Bien que les éléments anti-gouvernementaux soient toujours responsables de la majorité – 60 pour cent – des victimes civiles, on note une hausse du nombre de civils tués ou blessés par les forces pro-gouvernementales entre janvier et juin 2106. Au cours de cette période, la MANUA a documenté 1 180 victimes civiles attribuées aux forces pro-gouvernementales, ce qui représente 23 pour cent du total depuis le début de l’année, mais une hausse de 47 pour cent par rapport à la même période l’an passé, principalement en raison d’affrontements au sol.

Les affrontements au sol continuent à être la cause du plus grand nombre de victimes civiles, suivis par les attaques complexes et suicide et les engins explosifs improvisés. Les restes explosifs de guerre ont eu un impact disproportionné sur les enfants, qui constituent 85 pour cent des victimes de ces engins. Le rapport contient des récits d’enfants tués ou blessés alors qu’ils jouaient avec de tels objets. Dans un cas survenu le 13 avril et documenté dans le rapport, des enfants ont lancé un tir de mortier sur une route pavée après avoir vainement tenté d’échanger l’arme contre une glace.

Au cours de la période couverte par le rapport, 157 987 nouveaux Afghans ont été déplacés, soit une augmentation de 10 pour cent par rapport à la même période l’an passé. Cela porte le nombre total estimé d’Afghans déplacés à l’intérieur de leur pays en raison du conflit à 1,2 million.

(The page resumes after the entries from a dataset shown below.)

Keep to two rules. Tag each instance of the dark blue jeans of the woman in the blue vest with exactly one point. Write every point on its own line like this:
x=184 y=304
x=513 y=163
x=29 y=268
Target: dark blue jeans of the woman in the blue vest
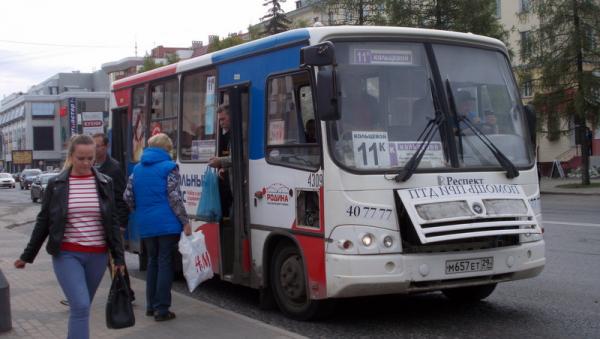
x=159 y=277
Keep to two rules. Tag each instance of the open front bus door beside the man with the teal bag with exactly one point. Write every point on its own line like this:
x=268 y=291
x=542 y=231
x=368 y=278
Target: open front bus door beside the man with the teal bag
x=234 y=238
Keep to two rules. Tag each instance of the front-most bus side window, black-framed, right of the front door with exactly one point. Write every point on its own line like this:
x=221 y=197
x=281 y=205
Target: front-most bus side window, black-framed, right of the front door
x=291 y=126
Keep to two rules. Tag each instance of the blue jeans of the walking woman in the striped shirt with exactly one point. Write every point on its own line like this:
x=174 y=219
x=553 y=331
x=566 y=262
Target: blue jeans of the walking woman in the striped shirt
x=79 y=275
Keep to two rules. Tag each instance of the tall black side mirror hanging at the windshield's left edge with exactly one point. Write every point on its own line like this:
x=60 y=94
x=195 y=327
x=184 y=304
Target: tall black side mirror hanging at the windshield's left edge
x=327 y=100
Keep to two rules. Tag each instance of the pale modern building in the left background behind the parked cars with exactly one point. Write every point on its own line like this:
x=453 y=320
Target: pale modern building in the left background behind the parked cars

Le rapport documente aussi d’autres graves atteintes et violations des droits de l’homme, y compris la prise pour cible délibérée des femmes dans la sphère publique, l’utilisation des enfants dans le conflit armé, des violences sexuelles contre des garçons et des filles, des attaques contre des locaux dédiés à la santé ou à l’éducation, des enlèvements et des exécutions sommaires. Des défenseurs des droits de l’homme, des journalistes, des avocats et des juges ont aussi été pris pour cible et, dans certains cas, qualifiés de « cibles militaires » par les Talibans. Lors d’une attaque suicide contre les médias, le 20 janvier, sept membres la télévision Tolo figuraient parmi les huit civils tués et trente blessés.

Le rapport note aussi les résultats de l’enquête sur le bombardement de l’hôpital de Médecins Sans Frontières (MSF) en octobre 2015, soulignant que la nécessité d’une enquête pleinement indépendante, impartiale, transparente et efficace demeure, en vue d’évaluer une possible responsabilité pénale.

Le rapport souligne le besoin de reddition des comptes et de justice pour toutes les atteintes et violations des droits de l’homme et d'éviter que les victimes et membres de famille ne soient obligés de déposer des plaintes écrites pour que les autorités ouvrent des enquêtes, en particulier au regard du faible taux d’alphabétisation dans le pays.

Tadamichi Yamamoto et Zeid Ra’ad Al Hussein ont souligné que le nombre de victimes ne donnait qu’un aperçu des souffrances endurées et ne pouvait rendre compte de l’ampleur des dommages et des limites qui sont imposés au peuple afghan par le conflit armé.

« Ce conflit prolongé signifie que l’accès à l’éducation, aux soins de santé, aux moyens de substance, au logement, et que la liberté de mouvement et une série de droits civils, politiques, économiques, sociaux et culturels de millions d’Afghans ont été sévèrement restreints pour depuis bien trop longtemps », a dit Tadamichi Yamamoto.